Shahzia Sikander’s re-examination of the genre of Indo-Persian miniature paintings and recontextualization of Indian and Pakistani imagery continues at Artpace. For her residency, she presents a new work on paper and the result of her first experiments with digital video.
In the middle of the darkened gallery are two parallel walls that form a corridor, each with a glowing work of art. One is a new drawing by Sikander, a miniature with figuration and abstraction. Under a precise theatrical light, the illustration shines, highlighting its intimate, precious scale.
Opposite it is a small rear-projected screen displaying an animated montage of digital reproductions of the artist’s previous work. Silently fading into each other, the pictures create layers of Sikander’s visual vocabulary. Decorative surfaces dissolve into figure studies of a dancer; transparent paper morphs into detailed drawings of architectural details.
Sikander’s work has consistently explored how montage and collage can represent multiple facets of cultural identity.
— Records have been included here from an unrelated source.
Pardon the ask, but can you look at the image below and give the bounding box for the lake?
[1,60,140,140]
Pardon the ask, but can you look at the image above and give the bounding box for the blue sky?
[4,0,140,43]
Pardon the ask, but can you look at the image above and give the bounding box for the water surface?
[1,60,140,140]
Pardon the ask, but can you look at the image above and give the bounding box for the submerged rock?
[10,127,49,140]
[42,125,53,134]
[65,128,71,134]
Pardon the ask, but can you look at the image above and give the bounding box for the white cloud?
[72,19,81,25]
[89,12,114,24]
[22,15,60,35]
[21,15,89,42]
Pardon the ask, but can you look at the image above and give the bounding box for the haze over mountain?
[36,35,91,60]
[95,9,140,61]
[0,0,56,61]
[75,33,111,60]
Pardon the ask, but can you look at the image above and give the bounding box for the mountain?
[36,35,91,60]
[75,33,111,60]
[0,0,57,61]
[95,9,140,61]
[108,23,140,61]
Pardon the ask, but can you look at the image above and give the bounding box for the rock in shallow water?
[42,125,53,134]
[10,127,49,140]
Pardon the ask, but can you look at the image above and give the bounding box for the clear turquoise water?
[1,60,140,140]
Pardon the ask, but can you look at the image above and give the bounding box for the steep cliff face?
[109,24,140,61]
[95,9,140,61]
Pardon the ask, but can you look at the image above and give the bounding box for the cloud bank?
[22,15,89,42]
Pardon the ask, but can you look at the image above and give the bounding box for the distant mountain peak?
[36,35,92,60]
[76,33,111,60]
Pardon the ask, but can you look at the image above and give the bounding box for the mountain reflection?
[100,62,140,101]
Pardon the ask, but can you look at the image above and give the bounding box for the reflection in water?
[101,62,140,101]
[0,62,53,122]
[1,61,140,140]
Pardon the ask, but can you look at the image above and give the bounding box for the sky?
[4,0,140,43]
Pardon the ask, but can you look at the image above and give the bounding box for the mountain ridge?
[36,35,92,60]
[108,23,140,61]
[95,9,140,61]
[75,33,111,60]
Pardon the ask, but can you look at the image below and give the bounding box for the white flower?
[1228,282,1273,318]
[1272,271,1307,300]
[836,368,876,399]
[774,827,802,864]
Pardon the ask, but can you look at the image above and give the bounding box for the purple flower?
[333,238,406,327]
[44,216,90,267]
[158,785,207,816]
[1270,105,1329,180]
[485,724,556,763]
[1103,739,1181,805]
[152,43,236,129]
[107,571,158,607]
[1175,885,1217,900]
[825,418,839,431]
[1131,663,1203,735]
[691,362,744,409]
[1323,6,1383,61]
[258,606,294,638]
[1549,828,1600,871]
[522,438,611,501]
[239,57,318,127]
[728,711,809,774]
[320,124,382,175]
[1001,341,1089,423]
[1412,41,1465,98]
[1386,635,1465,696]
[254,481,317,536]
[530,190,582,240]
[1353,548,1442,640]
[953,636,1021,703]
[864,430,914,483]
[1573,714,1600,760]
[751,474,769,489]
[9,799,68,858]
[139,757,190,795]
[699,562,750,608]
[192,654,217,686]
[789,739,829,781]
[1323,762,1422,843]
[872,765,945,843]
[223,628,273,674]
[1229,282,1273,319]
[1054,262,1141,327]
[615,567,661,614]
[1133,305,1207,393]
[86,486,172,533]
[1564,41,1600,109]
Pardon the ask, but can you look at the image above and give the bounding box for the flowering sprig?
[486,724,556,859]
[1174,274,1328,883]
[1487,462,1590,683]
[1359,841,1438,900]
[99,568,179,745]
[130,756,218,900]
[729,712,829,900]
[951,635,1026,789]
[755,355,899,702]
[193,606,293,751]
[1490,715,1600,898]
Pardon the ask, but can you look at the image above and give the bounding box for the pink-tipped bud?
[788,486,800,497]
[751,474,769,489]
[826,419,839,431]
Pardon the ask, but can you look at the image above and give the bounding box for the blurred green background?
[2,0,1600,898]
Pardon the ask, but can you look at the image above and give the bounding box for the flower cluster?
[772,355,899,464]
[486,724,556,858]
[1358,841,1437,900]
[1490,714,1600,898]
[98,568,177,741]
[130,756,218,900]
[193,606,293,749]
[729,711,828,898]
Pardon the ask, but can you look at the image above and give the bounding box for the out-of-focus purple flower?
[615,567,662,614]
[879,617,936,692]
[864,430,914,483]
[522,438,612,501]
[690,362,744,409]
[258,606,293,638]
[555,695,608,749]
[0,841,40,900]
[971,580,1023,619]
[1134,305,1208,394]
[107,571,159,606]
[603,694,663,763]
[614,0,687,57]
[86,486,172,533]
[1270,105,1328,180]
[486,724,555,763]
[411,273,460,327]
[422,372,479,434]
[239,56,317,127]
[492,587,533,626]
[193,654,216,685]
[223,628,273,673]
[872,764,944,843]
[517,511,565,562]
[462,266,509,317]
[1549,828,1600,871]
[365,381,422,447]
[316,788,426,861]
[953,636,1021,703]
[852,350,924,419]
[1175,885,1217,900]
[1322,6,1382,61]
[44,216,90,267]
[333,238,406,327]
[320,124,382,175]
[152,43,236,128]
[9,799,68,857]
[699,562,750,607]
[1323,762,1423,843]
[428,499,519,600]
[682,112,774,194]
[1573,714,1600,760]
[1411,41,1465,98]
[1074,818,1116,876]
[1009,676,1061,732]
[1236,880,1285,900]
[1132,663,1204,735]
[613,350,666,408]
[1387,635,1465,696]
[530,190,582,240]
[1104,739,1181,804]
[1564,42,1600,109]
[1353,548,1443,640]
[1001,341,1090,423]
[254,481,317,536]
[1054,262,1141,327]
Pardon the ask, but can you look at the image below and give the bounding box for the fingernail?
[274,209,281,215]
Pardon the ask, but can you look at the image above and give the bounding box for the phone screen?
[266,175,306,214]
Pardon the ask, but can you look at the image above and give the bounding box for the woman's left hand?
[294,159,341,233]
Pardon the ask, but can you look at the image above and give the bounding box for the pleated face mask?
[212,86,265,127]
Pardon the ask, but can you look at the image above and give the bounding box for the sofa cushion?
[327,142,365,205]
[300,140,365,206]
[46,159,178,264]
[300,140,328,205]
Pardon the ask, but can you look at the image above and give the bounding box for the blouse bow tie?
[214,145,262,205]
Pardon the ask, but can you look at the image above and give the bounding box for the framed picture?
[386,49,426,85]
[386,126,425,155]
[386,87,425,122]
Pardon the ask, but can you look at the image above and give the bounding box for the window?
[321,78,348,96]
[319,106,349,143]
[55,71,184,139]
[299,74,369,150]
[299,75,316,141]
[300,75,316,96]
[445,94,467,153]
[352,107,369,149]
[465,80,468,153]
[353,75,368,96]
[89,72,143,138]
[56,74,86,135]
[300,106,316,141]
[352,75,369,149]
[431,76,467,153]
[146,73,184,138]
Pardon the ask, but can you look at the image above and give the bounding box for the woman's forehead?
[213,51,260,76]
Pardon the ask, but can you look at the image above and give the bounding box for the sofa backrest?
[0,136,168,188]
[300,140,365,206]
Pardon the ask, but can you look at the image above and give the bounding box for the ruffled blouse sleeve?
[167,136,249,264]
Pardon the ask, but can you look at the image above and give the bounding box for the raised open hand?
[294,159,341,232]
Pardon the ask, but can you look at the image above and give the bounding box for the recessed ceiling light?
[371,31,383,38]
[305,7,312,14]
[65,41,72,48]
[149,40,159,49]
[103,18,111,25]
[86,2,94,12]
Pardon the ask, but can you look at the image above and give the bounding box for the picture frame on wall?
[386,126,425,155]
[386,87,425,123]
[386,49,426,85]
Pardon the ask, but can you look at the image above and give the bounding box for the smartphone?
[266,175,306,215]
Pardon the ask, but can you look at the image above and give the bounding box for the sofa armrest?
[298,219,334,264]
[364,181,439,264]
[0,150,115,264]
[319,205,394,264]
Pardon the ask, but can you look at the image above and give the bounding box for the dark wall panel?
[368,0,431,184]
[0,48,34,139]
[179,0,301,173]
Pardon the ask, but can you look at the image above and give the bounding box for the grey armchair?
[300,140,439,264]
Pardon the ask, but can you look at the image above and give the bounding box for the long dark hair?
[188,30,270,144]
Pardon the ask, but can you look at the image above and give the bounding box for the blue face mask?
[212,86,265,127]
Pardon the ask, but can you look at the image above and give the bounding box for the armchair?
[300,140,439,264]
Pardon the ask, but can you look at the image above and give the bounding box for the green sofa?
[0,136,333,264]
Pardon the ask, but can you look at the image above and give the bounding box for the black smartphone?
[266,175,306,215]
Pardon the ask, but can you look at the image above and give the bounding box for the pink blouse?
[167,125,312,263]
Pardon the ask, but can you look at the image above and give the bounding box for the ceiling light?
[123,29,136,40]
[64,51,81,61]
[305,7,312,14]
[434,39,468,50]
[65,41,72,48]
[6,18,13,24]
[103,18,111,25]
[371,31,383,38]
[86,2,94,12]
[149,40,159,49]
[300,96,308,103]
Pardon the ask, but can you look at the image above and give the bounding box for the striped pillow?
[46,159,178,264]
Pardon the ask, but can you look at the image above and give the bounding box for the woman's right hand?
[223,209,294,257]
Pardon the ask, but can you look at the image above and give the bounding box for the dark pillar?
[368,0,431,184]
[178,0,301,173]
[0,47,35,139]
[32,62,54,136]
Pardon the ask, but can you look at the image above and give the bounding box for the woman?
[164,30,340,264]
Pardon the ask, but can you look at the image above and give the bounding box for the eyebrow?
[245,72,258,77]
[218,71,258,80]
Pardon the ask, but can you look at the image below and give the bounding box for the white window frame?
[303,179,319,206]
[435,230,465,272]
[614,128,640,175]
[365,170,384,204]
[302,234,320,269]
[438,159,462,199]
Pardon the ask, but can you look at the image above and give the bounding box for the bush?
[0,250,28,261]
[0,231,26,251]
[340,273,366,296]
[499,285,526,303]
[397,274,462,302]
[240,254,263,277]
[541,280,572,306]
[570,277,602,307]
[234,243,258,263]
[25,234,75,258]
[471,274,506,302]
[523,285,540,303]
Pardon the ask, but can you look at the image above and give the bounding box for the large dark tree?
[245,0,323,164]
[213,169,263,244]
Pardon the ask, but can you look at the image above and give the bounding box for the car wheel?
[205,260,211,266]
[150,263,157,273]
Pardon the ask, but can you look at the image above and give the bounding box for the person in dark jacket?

Whether juxtaposing Hindu and Muslim traditions or highlighting women’s physical strengths, the artist is keenly interested in how image and content flow into one another. In her first foray with moving images, Sikander examines the medium itself, exploiting video’s fluid nature to create an animated, non-linear space. Despite its small scale, this new work relates specifically to the artist’s previous room-sized installation work, where wall paintings are painted over and drawings on tissue reveal and conceal images and surface.
Sikander’s precise technique and engaging iconography lend themselves to examinations of power and control. The artist looks to the tensions between history and modernity, between East and West. Through Sikander’s work, the viewer looks to the future while revisiting the past.